Die Kanzlei ist spezialisiert auf öffentliches Recht, insbesondere hinsichtlich verfassungsrechtlicher Fragen. Als federführender Anwalt agiert Remo Klinger. Er hat vor allem für die Deutsche Umwelthilfe viele maßgebliche Klimaurteile erstritten, darunter das maßgebliche Urteil des Bundesverfassungsgerichts, das 2021 Klimaschutz Verfassungsrang zubilligte. Auf dieser Grundlage gelang es der Umwelthilfe und Klinger seitdem immer wieder, die Regierung aufgrund mangelhaften Klimaschutzes vor sich herzutreiben, zuletzt im Mai durch ein Urteil des Oberverwaltungsgerichts Berlin-Brandenburg.

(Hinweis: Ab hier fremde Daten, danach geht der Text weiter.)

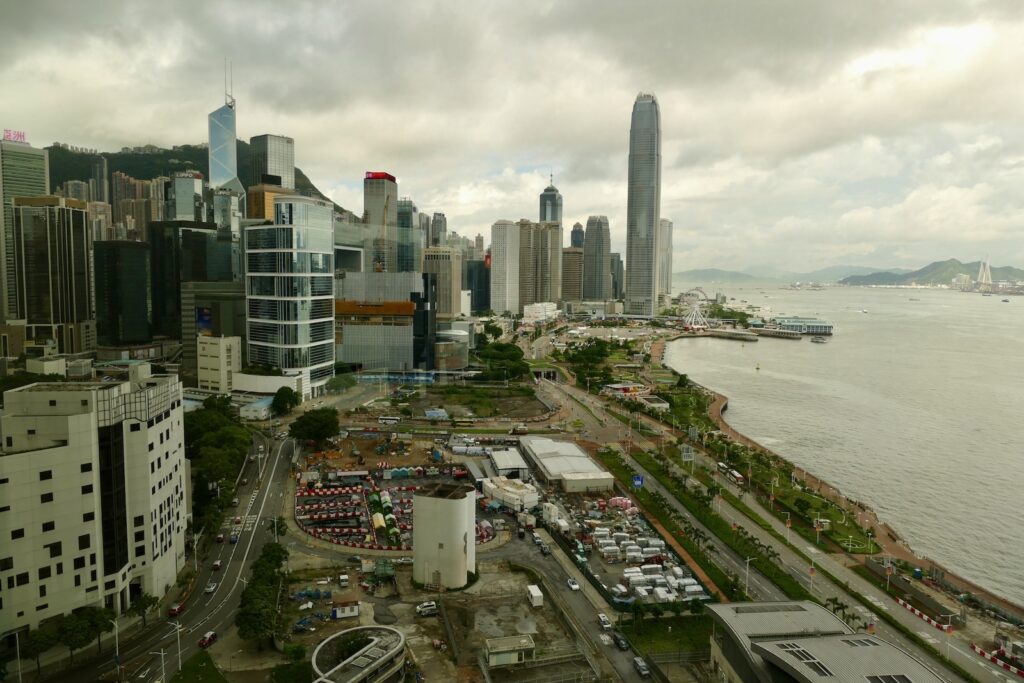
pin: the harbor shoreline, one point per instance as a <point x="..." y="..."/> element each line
<point x="885" y="536"/>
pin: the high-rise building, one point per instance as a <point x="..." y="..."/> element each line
<point x="99" y="180"/>
<point x="223" y="153"/>
<point x="551" y="205"/>
<point x="380" y="216"/>
<point x="617" y="275"/>
<point x="53" y="275"/>
<point x="577" y="237"/>
<point x="505" y="267"/>
<point x="272" y="159"/>
<point x="596" y="252"/>
<point x="290" y="291"/>
<point x="25" y="171"/>
<point x="95" y="494"/>
<point x="438" y="230"/>
<point x="665" y="259"/>
<point x="572" y="273"/>
<point x="445" y="262"/>
<point x="643" y="207"/>
<point x="124" y="300"/>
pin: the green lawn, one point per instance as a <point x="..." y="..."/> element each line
<point x="199" y="669"/>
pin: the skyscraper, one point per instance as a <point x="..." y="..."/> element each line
<point x="53" y="276"/>
<point x="571" y="273"/>
<point x="290" y="291"/>
<point x="643" y="207"/>
<point x="665" y="258"/>
<point x="577" y="237"/>
<point x="272" y="160"/>
<point x="596" y="252"/>
<point x="551" y="205"/>
<point x="25" y="171"/>
<point x="380" y="214"/>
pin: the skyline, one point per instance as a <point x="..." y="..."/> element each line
<point x="881" y="138"/>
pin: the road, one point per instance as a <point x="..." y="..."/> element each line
<point x="215" y="610"/>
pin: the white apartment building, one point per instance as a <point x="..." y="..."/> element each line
<point x="93" y="496"/>
<point x="219" y="358"/>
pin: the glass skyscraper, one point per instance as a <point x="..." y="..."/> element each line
<point x="643" y="207"/>
<point x="290" y="291"/>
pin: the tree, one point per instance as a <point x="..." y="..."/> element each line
<point x="317" y="425"/>
<point x="284" y="400"/>
<point x="142" y="604"/>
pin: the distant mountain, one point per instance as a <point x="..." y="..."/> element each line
<point x="939" y="272"/>
<point x="67" y="165"/>
<point x="714" y="275"/>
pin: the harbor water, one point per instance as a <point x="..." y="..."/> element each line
<point x="913" y="407"/>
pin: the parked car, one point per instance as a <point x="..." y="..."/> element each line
<point x="641" y="667"/>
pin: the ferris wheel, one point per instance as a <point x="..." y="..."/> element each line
<point x="694" y="300"/>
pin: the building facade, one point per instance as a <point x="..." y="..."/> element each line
<point x="643" y="207"/>
<point x="290" y="291"/>
<point x="272" y="160"/>
<point x="572" y="273"/>
<point x="124" y="300"/>
<point x="596" y="252"/>
<point x="95" y="489"/>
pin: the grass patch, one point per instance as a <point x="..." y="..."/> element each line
<point x="669" y="634"/>
<point x="199" y="669"/>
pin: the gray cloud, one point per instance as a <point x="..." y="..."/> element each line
<point x="795" y="134"/>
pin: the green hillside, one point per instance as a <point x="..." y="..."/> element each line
<point x="67" y="165"/>
<point x="939" y="272"/>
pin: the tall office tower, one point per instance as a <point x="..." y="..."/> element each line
<point x="540" y="262"/>
<point x="290" y="292"/>
<point x="665" y="258"/>
<point x="577" y="237"/>
<point x="505" y="267"/>
<point x="53" y="276"/>
<point x="184" y="197"/>
<point x="76" y="189"/>
<point x="272" y="160"/>
<point x="25" y="171"/>
<point x="596" y="252"/>
<point x="551" y="205"/>
<point x="223" y="148"/>
<point x="99" y="180"/>
<point x="445" y="262"/>
<point x="182" y="251"/>
<point x="124" y="299"/>
<point x="571" y="273"/>
<point x="409" y="226"/>
<point x="96" y="469"/>
<point x="380" y="214"/>
<point x="643" y="207"/>
<point x="617" y="275"/>
<point x="438" y="230"/>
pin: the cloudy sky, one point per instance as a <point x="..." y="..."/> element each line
<point x="795" y="134"/>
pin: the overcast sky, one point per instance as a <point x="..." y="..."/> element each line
<point x="795" y="134"/>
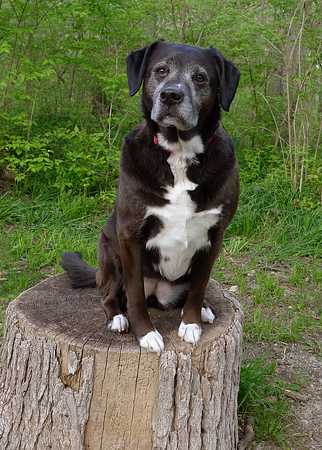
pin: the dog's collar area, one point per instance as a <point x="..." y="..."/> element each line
<point x="210" y="140"/>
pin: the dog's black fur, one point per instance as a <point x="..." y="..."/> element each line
<point x="144" y="174"/>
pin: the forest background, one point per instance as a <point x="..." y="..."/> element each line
<point x="64" y="110"/>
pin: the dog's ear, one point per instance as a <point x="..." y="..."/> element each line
<point x="229" y="77"/>
<point x="136" y="63"/>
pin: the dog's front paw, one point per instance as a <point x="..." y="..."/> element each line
<point x="207" y="315"/>
<point x="152" y="341"/>
<point x="118" y="323"/>
<point x="190" y="332"/>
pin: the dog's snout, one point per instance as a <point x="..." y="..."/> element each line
<point x="170" y="95"/>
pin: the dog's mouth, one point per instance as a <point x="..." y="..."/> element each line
<point x="173" y="117"/>
<point x="183" y="116"/>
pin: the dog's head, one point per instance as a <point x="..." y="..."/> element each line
<point x="180" y="82"/>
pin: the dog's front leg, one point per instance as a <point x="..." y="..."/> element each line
<point x="190" y="326"/>
<point x="141" y="324"/>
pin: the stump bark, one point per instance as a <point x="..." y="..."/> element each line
<point x="69" y="383"/>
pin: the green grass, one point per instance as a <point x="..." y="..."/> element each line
<point x="261" y="396"/>
<point x="272" y="252"/>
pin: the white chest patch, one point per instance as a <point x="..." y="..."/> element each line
<point x="184" y="230"/>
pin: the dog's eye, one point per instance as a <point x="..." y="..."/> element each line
<point x="199" y="78"/>
<point x="162" y="71"/>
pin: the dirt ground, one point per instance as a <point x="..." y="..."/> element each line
<point x="304" y="430"/>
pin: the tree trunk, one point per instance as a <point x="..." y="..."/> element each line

„Remo Klinger ist Experte darin, verfassungsrechtliches Neuland zu erschließen. Er ist der Mann der Stunde“, sagt DWE-Sprecher Achim Lindemann zur taz. Der „Mann der Stunde“ selbst lässt sich dabei mit den Worten zitieren: „Die Vergesellschaftung ist ein Instrument, das spannende Möglichkeiten bietet, um der Wohnungskrise in unseren Großstädten etwas entgegenzusetzen.“ Klinger ist gleichwohl nicht allein verantwortlich, sondern arbeitet zusammen mit weiteren An­wäl­t:in­nen der Kanzlei und einem juristischen Beirat der Initiative.

Laut Lindemann laufe die Arbeit seit Monaten und komme gut voran: „Wir sind tief in den Einzelfragen.“ Regelmäßig beraten Anwälte und Beirat in einem Jour fixe, um sich „über Fortschritte und Baustellen auszutauschen“. Immer wieder würden auch externe Rechts­ex­per­t:in­nen herangezogen, um der „komplexen“ Materie, wie auch Klinger sagt, gerecht zu werden.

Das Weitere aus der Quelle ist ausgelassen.